Third, the Court held that the concept does not have value from not being known or readily ascertainable.  In doing so, the Court stated that the fact Enterprise did not choose the system, and AutoMatic had not found anyone else to choose it, is indicative of little value.  “No matter the hypothetical revenue a marketing program might generate, an idea has commercial value only if there is a market for it and a willingness of its target audience to implement it.”

“The components of the system are widely known, and the concept as a whole is of limited value because it is readily ascertainable.
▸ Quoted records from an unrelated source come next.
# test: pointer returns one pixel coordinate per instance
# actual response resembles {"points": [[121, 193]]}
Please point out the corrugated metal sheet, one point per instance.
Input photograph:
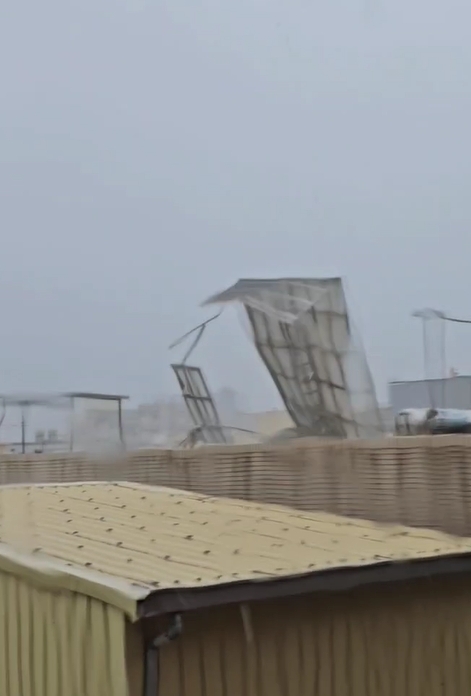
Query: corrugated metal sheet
{"points": [[59, 644], [418, 481], [120, 542]]}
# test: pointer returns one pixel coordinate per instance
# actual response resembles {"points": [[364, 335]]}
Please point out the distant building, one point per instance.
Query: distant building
{"points": [[452, 392]]}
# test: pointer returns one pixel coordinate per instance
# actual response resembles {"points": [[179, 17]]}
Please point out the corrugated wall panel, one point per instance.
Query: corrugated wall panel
{"points": [[395, 640], [418, 481], [59, 644]]}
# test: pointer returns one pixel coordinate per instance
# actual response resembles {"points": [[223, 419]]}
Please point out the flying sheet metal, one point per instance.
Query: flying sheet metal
{"points": [[304, 336], [200, 404]]}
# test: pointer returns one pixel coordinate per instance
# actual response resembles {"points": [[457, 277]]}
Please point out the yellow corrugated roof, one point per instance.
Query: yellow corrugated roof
{"points": [[122, 541]]}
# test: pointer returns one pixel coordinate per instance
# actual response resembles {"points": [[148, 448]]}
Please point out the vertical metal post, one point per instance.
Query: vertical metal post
{"points": [[120, 422], [444, 368], [426, 362], [72, 423], [23, 429]]}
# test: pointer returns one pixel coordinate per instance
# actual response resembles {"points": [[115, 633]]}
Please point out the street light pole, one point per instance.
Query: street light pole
{"points": [[426, 315]]}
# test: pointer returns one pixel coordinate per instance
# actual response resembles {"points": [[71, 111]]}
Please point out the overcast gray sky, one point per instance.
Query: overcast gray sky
{"points": [[152, 152]]}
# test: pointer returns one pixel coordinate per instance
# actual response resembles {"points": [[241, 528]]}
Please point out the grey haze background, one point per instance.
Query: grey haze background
{"points": [[152, 152]]}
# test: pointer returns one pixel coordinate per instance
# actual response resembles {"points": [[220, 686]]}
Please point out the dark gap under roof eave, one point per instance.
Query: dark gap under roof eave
{"points": [[180, 600]]}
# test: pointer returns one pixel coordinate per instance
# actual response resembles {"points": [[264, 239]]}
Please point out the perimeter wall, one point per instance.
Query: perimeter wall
{"points": [[419, 481]]}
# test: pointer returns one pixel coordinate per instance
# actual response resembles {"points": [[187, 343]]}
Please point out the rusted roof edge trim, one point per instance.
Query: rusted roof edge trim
{"points": [[337, 580]]}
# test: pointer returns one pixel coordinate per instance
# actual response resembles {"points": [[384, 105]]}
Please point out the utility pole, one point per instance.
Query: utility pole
{"points": [[426, 315]]}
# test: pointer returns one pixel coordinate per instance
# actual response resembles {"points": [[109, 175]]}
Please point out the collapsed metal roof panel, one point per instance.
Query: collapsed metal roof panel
{"points": [[199, 403], [303, 333]]}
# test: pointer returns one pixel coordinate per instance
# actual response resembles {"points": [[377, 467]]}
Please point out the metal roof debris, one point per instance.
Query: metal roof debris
{"points": [[304, 336]]}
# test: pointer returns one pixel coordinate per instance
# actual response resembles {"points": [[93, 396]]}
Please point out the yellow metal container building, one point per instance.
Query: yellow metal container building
{"points": [[126, 590]]}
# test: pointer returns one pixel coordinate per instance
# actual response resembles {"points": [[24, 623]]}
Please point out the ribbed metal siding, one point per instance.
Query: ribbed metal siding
{"points": [[396, 640], [58, 644]]}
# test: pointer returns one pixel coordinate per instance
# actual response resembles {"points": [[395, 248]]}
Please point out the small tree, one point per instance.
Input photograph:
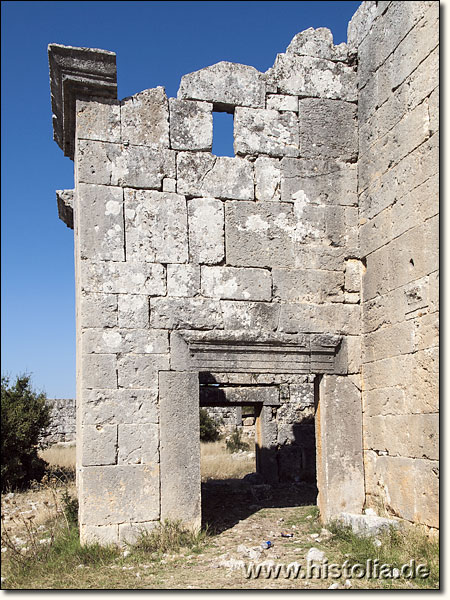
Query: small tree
{"points": [[24, 415], [209, 427]]}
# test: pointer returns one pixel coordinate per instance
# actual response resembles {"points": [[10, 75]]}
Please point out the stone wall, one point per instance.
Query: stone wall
{"points": [[62, 426], [398, 80], [274, 274]]}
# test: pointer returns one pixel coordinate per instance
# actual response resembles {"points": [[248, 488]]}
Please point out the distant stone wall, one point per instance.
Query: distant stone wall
{"points": [[62, 427]]}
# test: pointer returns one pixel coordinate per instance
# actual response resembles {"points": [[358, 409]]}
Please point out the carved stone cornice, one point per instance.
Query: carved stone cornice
{"points": [[77, 73]]}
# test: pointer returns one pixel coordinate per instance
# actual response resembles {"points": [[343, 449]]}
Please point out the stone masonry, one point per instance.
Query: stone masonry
{"points": [[299, 276]]}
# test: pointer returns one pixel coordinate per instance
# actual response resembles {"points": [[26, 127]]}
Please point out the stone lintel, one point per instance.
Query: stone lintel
{"points": [[77, 73], [241, 351], [64, 198]]}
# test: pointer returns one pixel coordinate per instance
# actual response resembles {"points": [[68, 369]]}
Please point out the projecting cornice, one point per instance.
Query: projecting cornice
{"points": [[77, 73]]}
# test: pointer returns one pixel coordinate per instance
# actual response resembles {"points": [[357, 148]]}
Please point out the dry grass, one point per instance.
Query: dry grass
{"points": [[60, 456], [217, 463]]}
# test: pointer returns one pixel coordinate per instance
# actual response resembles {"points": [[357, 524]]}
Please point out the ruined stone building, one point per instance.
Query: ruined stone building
{"points": [[299, 276]]}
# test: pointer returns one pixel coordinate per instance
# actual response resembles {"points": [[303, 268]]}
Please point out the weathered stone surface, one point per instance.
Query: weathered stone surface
{"points": [[259, 316], [321, 181], [124, 278], [413, 436], [183, 280], [98, 310], [99, 445], [328, 129], [297, 285], [367, 525], [180, 448], [214, 176], [156, 226], [64, 199], [99, 371], [100, 407], [206, 230], [267, 179], [100, 222], [263, 131], [140, 371], [138, 444], [185, 313], [231, 283], [318, 43], [98, 120], [306, 76], [340, 470], [135, 341], [224, 84], [322, 318], [145, 118], [133, 311], [105, 163], [119, 494], [191, 125], [282, 102]]}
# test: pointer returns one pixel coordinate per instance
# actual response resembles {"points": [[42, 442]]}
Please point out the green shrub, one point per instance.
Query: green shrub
{"points": [[234, 442], [209, 427], [24, 416]]}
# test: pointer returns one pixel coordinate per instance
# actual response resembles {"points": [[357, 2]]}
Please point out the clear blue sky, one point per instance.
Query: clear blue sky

Thus, AutoMatic Buying System as an unexecuted concept is not a trade secret as a matter of law.”

This must have been tough for Plaintiff, who undoubtedly spent significant resources in hopes of finalizing an Agreement with Enterprise for the development and implementation of the concept discussed.  Unfortunately for them, this Court did not believe a hypothetical marketing concept qualified as a trade secret, despite noting that the technology developed to execute the ideas may have.  I doubt, however, that even the implemented technology may have suffered the same fate in light of the underlying ideas and technology being the public domain.  Perhaps a combination trade secret claim would have existed, but we will never know.
Sarkissian Mason, Inc. v. Enter. Holdings, Inc., 11 CIV. 09472 LGS, 2013 WL 3585313 (S.D.N.Y. July 15, 2013).